A flicker of concern passes through Severus' eyes. "My lord?"
"None of your concern, Severus. You've found her satisfactory, have you not?"
"Of course," he says smoothly. "As I have said. My lord is most generous."
"It seems I was not misguided, though," he muses, tilting his head. Lily wonders if he will peel back her lips to inspect her teeth. "You do have need of further assistance in your work, and you require better than this." He dismisses her with a flick of his fingers. "Rosier and Yaxley here have expressed an interest in your experimentation, and I would like your work to be monitored more closely." His eyes narrow, and he glances, finally, back to Severus. "To ensure no further mistakes."
The air goes very, very still and very, very cold.
The Dark Lord moves, stepping lightly back toward Severus. "Rosier has even consented to stay for the duration of your experimentation, and Yaxley has agreed to make himself available to you as well, dawn til dusk." He nods to each in turn.
Yaxley is stonefaced, looking bored; Rosier has half a coy little smile. Regulus is no spy; he is visibly terrified and his hand is white on the fur of Sirius' neck. "My Lord," Regulus begins, voice hoarse. "I believe my assistance is sufficient for-"
"Silence," he snaps, and suddenly Lily understands the danger of being a Dark Lord, the danger of striking terror as the only tactic: he cannot tell the difference between the usual fear he strikes and this, the fear borne of true treason and the attempt to maneuver a desperate ploy to save them all and not a paltry grasp at selfish glory.
Tom gestures to his entourage. "I have informed both Evan and Corban that they are not to harm your assistant, of course, and if you find her useful you may naturally continue to use her.
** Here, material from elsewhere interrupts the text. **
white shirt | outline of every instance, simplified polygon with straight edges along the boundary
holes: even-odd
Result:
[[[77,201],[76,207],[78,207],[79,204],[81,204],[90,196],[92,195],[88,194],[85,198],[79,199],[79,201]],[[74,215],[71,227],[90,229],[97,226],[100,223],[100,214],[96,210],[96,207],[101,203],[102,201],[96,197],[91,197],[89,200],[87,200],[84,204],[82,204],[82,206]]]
And Regulus as well-though I was not aware of this collaboration. I am pleased to see you taking such initiative, Regulus." Tom Riddle sweeps his gaze across the assembled. Regulus' eyes are fixed on the floor. Severus is still as a pillar. Lily shifts to bow her head, letting her hair fall in front of her face. "But do ensure Mrs Potter stays out of the way, and ensure she comes to no harm, or I will hold all of you responsible. Have I made myself clear?"
Herself? Out of harm? Why would his goals be aligned with Severus' own when she is just a mudblood, a reward for service, a servant herself? Unless-
"Absolutely," Severus says, bowing his head. "Thank you for your concern, my lord. Rosier and Yaxley will be most useful."
Unless-
Unless Lily herself is not just a mudblood. If she is something more, something the Dark Lord would protect, a precious object that he would instruct any Death Eater to protect.
-No, not just any Death Eater. A trusted one. One who has rendered great service to his Lord.
One who the Dark Lord knew already felt motivated to protect her.
Lily shudders, swallows and blinks rapidly, willing her face even, willing herself still and silent despite the roaring of her own blood in her ears. She takes one shivering breath and then another. Behind her back, her fingernails dig welts into her unmarred palm.
"You will forgive the intrusion," and it sounds more like an order than an apology. "Corban, Evan-I anticipate your reports. And your results, Severus."
The Dark Lord sweeps from the room, leaving behind the final piece of the puzzle.